I had cleaned up a thesis on Lenin’s views of the Paris Commune before heading upstate for the Latvian encampment and I took on two more assignments shortly after my return: a study of English class structure as represented in Jane Austen’s novels and a shorter paper on the causes of the First Balkan War. These were easy topics for me, so much so that almost all of my footnotes were legitimate. I usually invent a large portion of them, but in this case it was hardly necessary. I wrote the papers and took my money.
And, in the course of all of this, I ate my usual five meals a day, sorted and read my mail, went to various meetings and lectures, listened to a set of Siamese language records – a difficult tongue, by the way, and a positively mind-freezing alphabet – and generally went about the business of life. Part of the business of life was the careful task of ignoring Karlis Mielovicius and his true love in Latvia.
This would have been easier if Karlis had not kept reminding me of my promise. He wasn’t an absolute pest. On the contrary, he was so patient and understanding that I was soon consumed with guilt. But he filled my mailbox with little reminders – a picture of the girl, a letter he had received from someone who knew her, a variety of news clippings referring to Latvia, that sort of thing.
I suppose, with all of this gentle prodding, I would eventually have gone to Latvia anyway. It was senseless, certainly, but pure logic and reason make a bad foundation for a human life. One has to do idiot things from time to time, if only to assure oneself that one is a human being and not a robot.
So I probably would have gone anyway. But a couple of months after the encampment the Chief got in touch with me and ordered me to go to Colombia, and the next thing I knew I was on my way to Latvia.
I was heading home from an anarchist forum when the first contact was made. I left the subway at 103rd Street and walked north on Broadway, and at the corner of 106th a clean-cut young fellow tapped me on the shoulder.
“Excuse me,” he said, “but I think you dropped this.”
He handed me a crumpled piece of paper. “I don’t think so,” I said.
“I’m sure I saw you drop it,” he said. “It might be important.” And he pressed the piece of paper into my hand. Before I could say anything else he scurried off into the night.
I unfolded the scrap of paper. It was the wrapper from a piece of Juicy Fruit gum. I never chew gum and if I did I don’t think I would chew anything called Juicy Fruit and if I did I’m sure I wouldn’t save the wrappers. I dropped it in a little basket and went home.
I didn’t leave the apartment until noon the next day, at which time I decided the restaurant down the block could outperform my own little kitchen. I left my building and walked to the corner of Broadway, and the clean-cut young fellow came up to me and tapped me on the shoulder.

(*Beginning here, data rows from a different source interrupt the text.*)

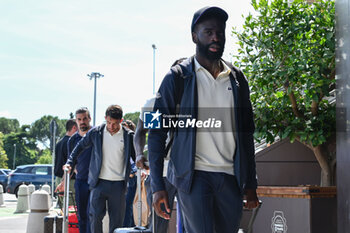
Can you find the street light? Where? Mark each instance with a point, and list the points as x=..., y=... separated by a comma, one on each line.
x=95, y=75
x=154, y=67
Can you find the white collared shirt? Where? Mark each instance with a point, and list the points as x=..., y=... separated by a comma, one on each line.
x=215, y=149
x=113, y=159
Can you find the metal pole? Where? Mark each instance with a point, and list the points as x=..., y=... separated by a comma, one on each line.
x=95, y=75
x=65, y=201
x=154, y=67
x=14, y=157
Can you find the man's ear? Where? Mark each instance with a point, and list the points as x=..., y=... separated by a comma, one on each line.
x=194, y=37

“Excuse me,” he said, “but I think you dropped this.”
And handed me a crumpled piece of paper.
“It might be important,” he said once again, a hint of steel in his mellow voice. And off he went again. I went to the restaurant and ordered a plate of scrambled eggs and fried potatoes. I hadn’t thrown away the scrap of paper this time. I felt it was definitely important. Either I was quietly losing my mind or someone was attempting to make contact with me, and the piece of paper seemed likely to hold a clue.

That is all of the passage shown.